The third setup I have considered involves replacing the stock bleeder valves with "speed bleeder" valves.  There are several brands and sources, but the one I am most familiar with is offered by SpeedBleeder.com.

"Speed Bleeder" valves contain a one-way, spring-actuated ball valve.  The idea is to allow brake fluid to go OUT though the nipple, but to prevent ANYTHING from coming back in - AUTOMATICALLY.  In other words, you loosen the bleeder valve, pump away on the brake lever, and tighten the valve when you are done.  You still need to catch the spent fluid using something like the bag or cup described above, but support for the bleeding process is built right into the valve itself:




SETUP #4:

Finally, there are times when NONE of the above techniques may satisfactorily bleed all air bubbles from the brake system.  (For example, when the reservoir is allowed to run dry, or when new brake lines are installed, or when the master cylinder is rebuilt.)  The normal bleeding technique may not move a sufficient amount of fluid quickly enough to expel the air.  The best setup I have heard of for these situations is something like the MityVac Brake Bleeding Kit 6820 (click on photo for more info):




Whew!  That's going to have to do it for now.  I gotta get to bed!  I'll try to get pictures of SETUP #1 soon.  I need to replace my brake fluid anyway....  :)
Yellow 1999 GS500E
Kerry's Suzuki GS500 Page

danci1973

More about brake fluids (what are the diffs between DOTx):

http://www.vtr.org/maintain/brake-fluids.html...

  D.

dgyver

If the system is not leaking, the reason the reservoir level is low is due to pad wear. Better check your pads.
Common sense in not very common.

Dorianfes

thanks for the help guys.  kerry, i appreciate the long write up, i'll try on of those set-ups this weekend.  and dgyver, i'll be sure to check my pads, chances are they need to be replaced

cernunos

Dorianfes, remember to put the resevoir cap back on during bleeding cycles as the fluid in the resevoir can "jump" up and out when you squeeze the brake lever. Just stickin' my nose in. But I love the little bike and I love the forum too.

C.......
Don't hurt, don't take, don't force
(Everybody should own an HD at least once)
(AMF bowling balls don't count)
Jake D for President 2008

tucsondude

to anyone who is nervous about bleeding their brakes, it is incredibly easy. Just did it the first time, took like 20 min. 1 hour if you include tools, beer break, cleanup, admiring your bike.
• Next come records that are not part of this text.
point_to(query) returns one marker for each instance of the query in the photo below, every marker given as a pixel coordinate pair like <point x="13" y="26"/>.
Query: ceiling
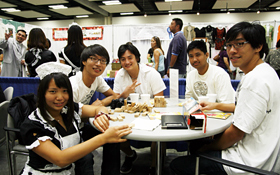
<point x="33" y="9"/>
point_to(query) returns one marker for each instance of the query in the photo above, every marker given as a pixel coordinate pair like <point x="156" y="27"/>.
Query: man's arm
<point x="227" y="139"/>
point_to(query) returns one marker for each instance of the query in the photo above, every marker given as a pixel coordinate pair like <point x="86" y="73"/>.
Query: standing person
<point x="223" y="60"/>
<point x="38" y="53"/>
<point x="71" y="53"/>
<point x="273" y="58"/>
<point x="51" y="132"/>
<point x="14" y="52"/>
<point x="94" y="60"/>
<point x="177" y="51"/>
<point x="158" y="55"/>
<point x="139" y="78"/>
<point x="254" y="136"/>
<point x="207" y="78"/>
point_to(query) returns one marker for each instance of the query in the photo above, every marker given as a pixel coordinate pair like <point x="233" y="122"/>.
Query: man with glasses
<point x="14" y="52"/>
<point x="85" y="83"/>
<point x="254" y="137"/>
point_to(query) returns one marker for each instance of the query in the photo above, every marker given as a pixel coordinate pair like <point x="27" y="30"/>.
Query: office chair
<point x="8" y="92"/>
<point x="231" y="164"/>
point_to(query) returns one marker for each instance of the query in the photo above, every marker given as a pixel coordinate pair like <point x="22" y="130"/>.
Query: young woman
<point x="71" y="53"/>
<point x="38" y="52"/>
<point x="51" y="132"/>
<point x="149" y="82"/>
<point x="158" y="55"/>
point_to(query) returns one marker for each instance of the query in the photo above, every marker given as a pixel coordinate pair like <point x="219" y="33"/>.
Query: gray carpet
<point x="141" y="165"/>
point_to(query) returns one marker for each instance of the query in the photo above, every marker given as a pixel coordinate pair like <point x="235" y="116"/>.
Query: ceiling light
<point x="111" y="2"/>
<point x="10" y="10"/>
<point x="82" y="16"/>
<point x="42" y="18"/>
<point x="129" y="13"/>
<point x="172" y="0"/>
<point x="58" y="7"/>
<point x="175" y="11"/>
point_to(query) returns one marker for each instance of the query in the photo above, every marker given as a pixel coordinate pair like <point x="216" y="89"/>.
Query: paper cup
<point x="134" y="97"/>
<point x="145" y="98"/>
<point x="203" y="98"/>
<point x="212" y="97"/>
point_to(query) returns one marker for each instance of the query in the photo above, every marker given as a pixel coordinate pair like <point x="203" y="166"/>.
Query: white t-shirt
<point x="150" y="79"/>
<point x="215" y="81"/>
<point x="83" y="94"/>
<point x="257" y="114"/>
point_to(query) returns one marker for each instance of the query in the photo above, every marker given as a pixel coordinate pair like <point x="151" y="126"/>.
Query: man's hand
<point x="101" y="123"/>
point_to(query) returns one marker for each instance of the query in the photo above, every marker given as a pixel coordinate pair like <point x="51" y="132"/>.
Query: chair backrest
<point x="3" y="119"/>
<point x="8" y="92"/>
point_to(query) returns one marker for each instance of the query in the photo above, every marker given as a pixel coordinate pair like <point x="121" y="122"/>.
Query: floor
<point x="141" y="166"/>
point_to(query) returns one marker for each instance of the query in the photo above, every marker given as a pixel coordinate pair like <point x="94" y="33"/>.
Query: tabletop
<point x="213" y="126"/>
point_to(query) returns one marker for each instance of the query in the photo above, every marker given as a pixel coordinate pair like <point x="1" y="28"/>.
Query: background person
<point x="139" y="78"/>
<point x="71" y="53"/>
<point x="38" y="52"/>
<point x="273" y="58"/>
<point x="51" y="132"/>
<point x="14" y="52"/>
<point x="158" y="55"/>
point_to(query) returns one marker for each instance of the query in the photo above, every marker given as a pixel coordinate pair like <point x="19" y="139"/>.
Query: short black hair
<point x="21" y="30"/>
<point x="94" y="50"/>
<point x="253" y="33"/>
<point x="129" y="46"/>
<point x="278" y="44"/>
<point x="197" y="44"/>
<point x="179" y="22"/>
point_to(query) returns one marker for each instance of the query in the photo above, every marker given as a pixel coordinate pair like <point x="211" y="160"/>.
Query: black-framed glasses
<point x="237" y="45"/>
<point x="95" y="60"/>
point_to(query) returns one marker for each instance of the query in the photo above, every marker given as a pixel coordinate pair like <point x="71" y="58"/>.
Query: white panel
<point x="276" y="4"/>
<point x="183" y="5"/>
<point x="221" y="4"/>
<point x="72" y="11"/>
<point x="41" y="2"/>
<point x="29" y="14"/>
<point x="120" y="8"/>
<point x="5" y="4"/>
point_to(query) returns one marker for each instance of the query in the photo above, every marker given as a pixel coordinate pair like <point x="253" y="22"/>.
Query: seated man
<point x="149" y="82"/>
<point x="254" y="137"/>
<point x="207" y="79"/>
<point x="94" y="60"/>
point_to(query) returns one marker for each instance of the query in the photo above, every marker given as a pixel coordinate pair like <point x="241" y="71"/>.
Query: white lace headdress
<point x="52" y="67"/>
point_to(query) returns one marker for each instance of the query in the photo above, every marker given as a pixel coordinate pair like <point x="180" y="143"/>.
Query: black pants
<point x="111" y="156"/>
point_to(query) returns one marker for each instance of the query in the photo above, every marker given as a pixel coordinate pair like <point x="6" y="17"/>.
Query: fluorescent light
<point x="58" y="7"/>
<point x="42" y="18"/>
<point x="111" y="2"/>
<point x="172" y="0"/>
<point x="175" y="11"/>
<point x="129" y="13"/>
<point x="10" y="10"/>
<point x="82" y="16"/>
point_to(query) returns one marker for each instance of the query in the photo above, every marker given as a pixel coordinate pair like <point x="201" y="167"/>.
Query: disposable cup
<point x="212" y="97"/>
<point x="145" y="98"/>
<point x="134" y="97"/>
<point x="203" y="98"/>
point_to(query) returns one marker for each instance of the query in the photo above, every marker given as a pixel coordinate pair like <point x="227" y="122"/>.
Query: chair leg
<point x="197" y="166"/>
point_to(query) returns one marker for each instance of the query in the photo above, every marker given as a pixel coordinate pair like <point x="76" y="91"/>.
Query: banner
<point x="89" y="33"/>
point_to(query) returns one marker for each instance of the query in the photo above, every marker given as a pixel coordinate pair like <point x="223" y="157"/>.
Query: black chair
<point x="231" y="164"/>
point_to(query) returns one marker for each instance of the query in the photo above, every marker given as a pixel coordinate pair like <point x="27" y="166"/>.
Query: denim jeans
<point x="186" y="165"/>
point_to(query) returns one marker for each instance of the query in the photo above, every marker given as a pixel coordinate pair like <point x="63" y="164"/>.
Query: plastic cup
<point x="203" y="98"/>
<point x="212" y="97"/>
<point x="134" y="97"/>
<point x="145" y="98"/>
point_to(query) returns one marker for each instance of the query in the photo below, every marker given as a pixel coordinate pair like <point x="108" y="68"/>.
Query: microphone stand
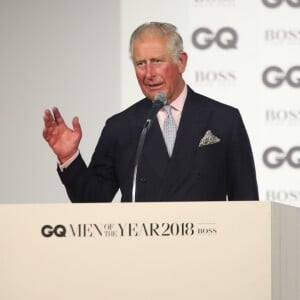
<point x="139" y="154"/>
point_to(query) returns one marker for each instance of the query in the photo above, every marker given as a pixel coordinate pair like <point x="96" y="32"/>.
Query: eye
<point x="140" y="63"/>
<point x="157" y="61"/>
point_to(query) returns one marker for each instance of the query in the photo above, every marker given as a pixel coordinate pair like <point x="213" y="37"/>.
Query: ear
<point x="182" y="61"/>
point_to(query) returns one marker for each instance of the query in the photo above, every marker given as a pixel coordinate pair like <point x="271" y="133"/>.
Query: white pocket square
<point x="208" y="139"/>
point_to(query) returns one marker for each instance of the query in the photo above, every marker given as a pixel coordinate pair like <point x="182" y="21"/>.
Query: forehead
<point x="150" y="46"/>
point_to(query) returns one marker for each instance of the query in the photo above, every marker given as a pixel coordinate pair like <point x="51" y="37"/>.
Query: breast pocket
<point x="211" y="160"/>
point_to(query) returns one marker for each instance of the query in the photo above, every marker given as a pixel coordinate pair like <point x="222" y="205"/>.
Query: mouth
<point x="155" y="87"/>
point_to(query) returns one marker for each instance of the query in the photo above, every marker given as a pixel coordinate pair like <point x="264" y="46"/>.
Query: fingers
<point x="57" y="116"/>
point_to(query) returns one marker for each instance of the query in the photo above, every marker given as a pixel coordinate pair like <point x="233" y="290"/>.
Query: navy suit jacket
<point x="220" y="171"/>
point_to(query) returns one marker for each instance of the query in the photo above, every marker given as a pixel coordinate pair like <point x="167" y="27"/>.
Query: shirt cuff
<point x="67" y="163"/>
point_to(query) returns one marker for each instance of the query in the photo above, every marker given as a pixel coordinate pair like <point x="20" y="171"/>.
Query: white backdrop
<point x="231" y="44"/>
<point x="53" y="52"/>
<point x="74" y="54"/>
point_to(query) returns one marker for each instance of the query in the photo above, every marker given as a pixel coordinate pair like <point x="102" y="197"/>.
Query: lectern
<point x="240" y="250"/>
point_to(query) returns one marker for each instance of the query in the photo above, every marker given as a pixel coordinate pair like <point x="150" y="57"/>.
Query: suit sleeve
<point x="96" y="183"/>
<point x="241" y="177"/>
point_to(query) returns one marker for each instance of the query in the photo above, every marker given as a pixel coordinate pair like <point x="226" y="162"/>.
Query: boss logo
<point x="225" y="38"/>
<point x="291" y="36"/>
<point x="213" y="77"/>
<point x="274" y="76"/>
<point x="276" y="3"/>
<point x="275" y="157"/>
<point x="58" y="231"/>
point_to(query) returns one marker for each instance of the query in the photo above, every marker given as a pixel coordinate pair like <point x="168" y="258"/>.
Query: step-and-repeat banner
<point x="247" y="54"/>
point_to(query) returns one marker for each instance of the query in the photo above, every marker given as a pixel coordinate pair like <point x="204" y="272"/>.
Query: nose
<point x="149" y="70"/>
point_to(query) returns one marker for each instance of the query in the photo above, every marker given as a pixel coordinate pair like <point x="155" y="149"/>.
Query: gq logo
<point x="226" y="38"/>
<point x="274" y="76"/>
<point x="276" y="3"/>
<point x="275" y="157"/>
<point x="58" y="231"/>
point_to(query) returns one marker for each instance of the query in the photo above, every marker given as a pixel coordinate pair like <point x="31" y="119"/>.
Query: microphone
<point x="158" y="102"/>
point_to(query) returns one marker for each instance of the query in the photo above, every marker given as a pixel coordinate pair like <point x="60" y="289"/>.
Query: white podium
<point x="202" y="251"/>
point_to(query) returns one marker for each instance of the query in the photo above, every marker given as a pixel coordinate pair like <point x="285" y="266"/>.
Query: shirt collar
<point x="178" y="103"/>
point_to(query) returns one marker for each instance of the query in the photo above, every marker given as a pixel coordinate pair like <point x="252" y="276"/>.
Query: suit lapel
<point x="193" y="125"/>
<point x="154" y="155"/>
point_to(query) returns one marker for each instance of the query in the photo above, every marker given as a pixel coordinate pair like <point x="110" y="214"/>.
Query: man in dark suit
<point x="211" y="158"/>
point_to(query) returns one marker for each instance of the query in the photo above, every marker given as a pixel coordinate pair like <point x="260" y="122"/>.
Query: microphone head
<point x="160" y="98"/>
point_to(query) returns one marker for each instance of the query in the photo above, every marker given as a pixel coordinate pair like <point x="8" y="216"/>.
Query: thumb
<point x="76" y="125"/>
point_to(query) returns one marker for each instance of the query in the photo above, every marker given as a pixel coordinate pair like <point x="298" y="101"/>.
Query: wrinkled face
<point x="155" y="68"/>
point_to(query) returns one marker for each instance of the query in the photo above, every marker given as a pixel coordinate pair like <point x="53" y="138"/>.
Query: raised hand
<point x="63" y="140"/>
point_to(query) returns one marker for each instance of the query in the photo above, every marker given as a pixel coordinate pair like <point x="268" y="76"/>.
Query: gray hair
<point x="175" y="43"/>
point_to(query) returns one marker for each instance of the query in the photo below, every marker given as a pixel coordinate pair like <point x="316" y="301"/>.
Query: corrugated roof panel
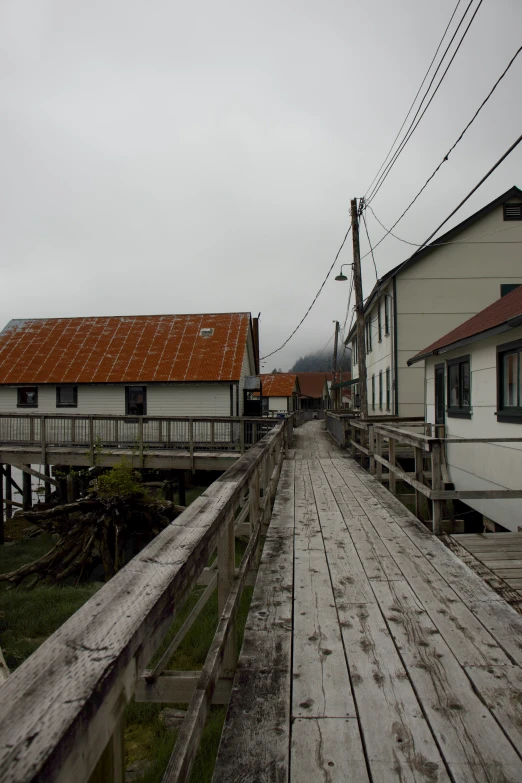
<point x="121" y="349"/>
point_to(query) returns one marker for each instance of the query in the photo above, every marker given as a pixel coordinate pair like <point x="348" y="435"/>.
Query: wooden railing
<point x="62" y="710"/>
<point x="141" y="433"/>
<point x="379" y="442"/>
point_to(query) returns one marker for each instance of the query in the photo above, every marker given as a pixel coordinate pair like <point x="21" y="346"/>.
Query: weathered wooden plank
<point x="399" y="743"/>
<point x="327" y="749"/>
<point x="321" y="687"/>
<point x="469" y="737"/>
<point x="255" y="742"/>
<point x="501" y="689"/>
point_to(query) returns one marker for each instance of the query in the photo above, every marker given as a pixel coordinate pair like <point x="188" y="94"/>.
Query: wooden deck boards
<point x="371" y="653"/>
<point x="500" y="552"/>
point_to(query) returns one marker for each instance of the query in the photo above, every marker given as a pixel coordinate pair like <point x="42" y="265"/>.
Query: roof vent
<point x="513" y="211"/>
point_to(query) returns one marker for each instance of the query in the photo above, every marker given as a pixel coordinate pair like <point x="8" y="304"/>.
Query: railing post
<point x="419" y="475"/>
<point x="42" y="437"/>
<point x="140" y="439"/>
<point x="226" y="572"/>
<point x="371" y="461"/>
<point x="378" y="451"/>
<point x="436" y="484"/>
<point x="391" y="459"/>
<point x="191" y="443"/>
<point x="91" y="439"/>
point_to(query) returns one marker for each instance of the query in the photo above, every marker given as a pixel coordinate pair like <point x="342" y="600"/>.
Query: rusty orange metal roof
<point x="124" y="349"/>
<point x="281" y="384"/>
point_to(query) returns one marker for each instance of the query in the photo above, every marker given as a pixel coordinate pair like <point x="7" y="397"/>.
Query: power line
<point x="481" y="182"/>
<point x="455" y="242"/>
<point x="413" y="126"/>
<point x="416" y="96"/>
<point x="316" y="297"/>
<point x="446" y="156"/>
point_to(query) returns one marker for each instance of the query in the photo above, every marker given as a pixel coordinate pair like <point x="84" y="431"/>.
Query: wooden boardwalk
<point x="371" y="652"/>
<point x="500" y="552"/>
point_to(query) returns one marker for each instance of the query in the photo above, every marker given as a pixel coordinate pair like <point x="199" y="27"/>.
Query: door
<point x="439" y="394"/>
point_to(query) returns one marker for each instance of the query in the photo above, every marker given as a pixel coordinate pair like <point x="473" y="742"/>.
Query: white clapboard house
<point x="155" y="365"/>
<point x="436" y="289"/>
<point x="472" y="379"/>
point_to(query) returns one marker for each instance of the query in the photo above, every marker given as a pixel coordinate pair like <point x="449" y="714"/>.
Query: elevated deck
<point x="371" y="652"/>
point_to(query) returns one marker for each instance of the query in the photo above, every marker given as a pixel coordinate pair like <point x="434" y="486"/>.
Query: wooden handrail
<point x="62" y="705"/>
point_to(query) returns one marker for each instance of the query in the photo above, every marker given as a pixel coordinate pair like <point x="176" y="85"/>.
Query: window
<point x="66" y="396"/>
<point x="512" y="211"/>
<point x="136" y="400"/>
<point x="459" y="387"/>
<point x="27" y="397"/>
<point x="509" y="376"/>
<point x="506" y="288"/>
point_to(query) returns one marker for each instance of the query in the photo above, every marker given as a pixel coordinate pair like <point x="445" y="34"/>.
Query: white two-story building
<point x="433" y="291"/>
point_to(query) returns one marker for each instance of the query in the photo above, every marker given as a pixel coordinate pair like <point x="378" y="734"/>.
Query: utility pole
<point x="359" y="311"/>
<point x="334" y="367"/>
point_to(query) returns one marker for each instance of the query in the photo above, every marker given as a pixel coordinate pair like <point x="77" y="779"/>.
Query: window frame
<point x="26" y="404"/>
<point x="460" y="411"/>
<point x="135" y="386"/>
<point x="73" y="404"/>
<point x="386" y="314"/>
<point x="511" y="414"/>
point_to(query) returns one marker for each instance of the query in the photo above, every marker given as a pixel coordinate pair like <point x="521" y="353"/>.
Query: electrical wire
<point x="446" y="156"/>
<point x="455" y="242"/>
<point x="371" y="248"/>
<point x="414" y="125"/>
<point x="481" y="182"/>
<point x="414" y="100"/>
<point x="316" y="297"/>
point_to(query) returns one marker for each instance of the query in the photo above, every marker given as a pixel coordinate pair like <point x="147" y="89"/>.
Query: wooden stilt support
<point x="8" y="492"/>
<point x="26" y="484"/>
<point x="182" y="498"/>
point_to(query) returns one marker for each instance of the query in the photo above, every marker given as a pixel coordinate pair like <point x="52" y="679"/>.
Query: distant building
<point x="156" y="365"/>
<point x="280" y="393"/>
<point x="473" y="386"/>
<point x="436" y="289"/>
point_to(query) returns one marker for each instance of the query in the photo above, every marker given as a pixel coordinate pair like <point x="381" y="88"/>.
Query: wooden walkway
<point x="500" y="552"/>
<point x="371" y="652"/>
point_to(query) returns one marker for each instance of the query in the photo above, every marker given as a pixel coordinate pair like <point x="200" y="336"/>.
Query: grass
<point x="28" y="617"/>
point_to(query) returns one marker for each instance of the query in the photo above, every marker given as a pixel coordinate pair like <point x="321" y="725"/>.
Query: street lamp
<point x="340" y="276"/>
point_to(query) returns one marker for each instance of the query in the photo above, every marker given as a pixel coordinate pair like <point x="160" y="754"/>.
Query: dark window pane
<point x="454" y="386"/>
<point x="510" y="380"/>
<point x="28" y="396"/>
<point x="136" y="400"/>
<point x="465" y="387"/>
<point x="66" y="395"/>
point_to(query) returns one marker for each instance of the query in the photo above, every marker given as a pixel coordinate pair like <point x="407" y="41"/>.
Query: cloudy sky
<point x="165" y="157"/>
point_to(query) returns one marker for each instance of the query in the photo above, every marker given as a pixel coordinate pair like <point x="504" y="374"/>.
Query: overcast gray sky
<point x="168" y="157"/>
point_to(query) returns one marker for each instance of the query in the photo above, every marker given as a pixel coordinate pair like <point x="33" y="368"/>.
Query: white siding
<point x="279" y="404"/>
<point x="162" y="400"/>
<point x="448" y="286"/>
<point x="477" y="465"/>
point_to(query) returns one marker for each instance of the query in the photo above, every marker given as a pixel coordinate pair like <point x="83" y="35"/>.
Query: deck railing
<point x="140" y="433"/>
<point x="379" y="442"/>
<point x="62" y="710"/>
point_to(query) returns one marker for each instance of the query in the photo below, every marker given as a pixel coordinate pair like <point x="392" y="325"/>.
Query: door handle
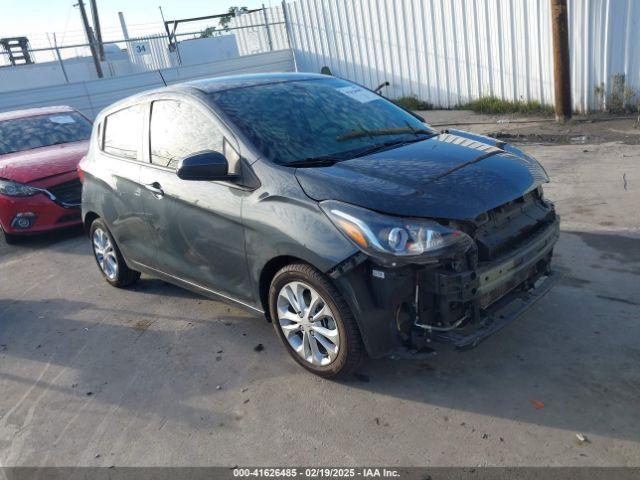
<point x="155" y="189"/>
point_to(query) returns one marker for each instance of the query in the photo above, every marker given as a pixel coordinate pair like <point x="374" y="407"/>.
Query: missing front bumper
<point x="498" y="315"/>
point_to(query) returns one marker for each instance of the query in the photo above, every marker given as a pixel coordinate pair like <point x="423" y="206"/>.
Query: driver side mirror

sportbiketrackgear, has a great youtube video on this.

Yes i know old res, figured this was a good thread rather than making a new one

tools on the cheap:
8mm wrench
phillips screw driver
container
2' of <1/4" clear vinyl tubing

edit: make sure to properly dispose of old fluids.
1995 GS
A couple of Nissan SR20's would pull a premium one week before race wars.
myspace.com/jdm520

burning1

No no no NO NO NO NO.

Unless there is something seriously wrong with your braking system, you should never need to 'top off' your brake fluid. The brake fluid level drops as your brake pads wear down and the pistons extend further out of the calipers. So long as your brake system is maintained properly, you should never need to add fluid - merely inspect the pads, and perform your routine bleed & flush.

If the fluid *is* low, it's a strong indicator that you're due for new pads. Inspect the pads, replace them. Once the pads are replaced, flush the brake fluid (assuming you're due for it) and check the level. Make sure the fluid level does not go above the 'maximum' line. The extra space at the top of the reservoir is important, and there is no benefit in adding more fluid than necessary.

burning1

Also, bleeding the brakes is not hard, but I would not describe it as easy. If improperly done, the process can compromise or potentially lead to a total failure of the front brakes.

It helps to have an experienced friend available the first time you perform the procedure.

Shaddow

Those speed bleed nipples are unreal. They have just gone on my must have shopping list. The project car gets them first though. It will be eating pads quicker then the bike anyway.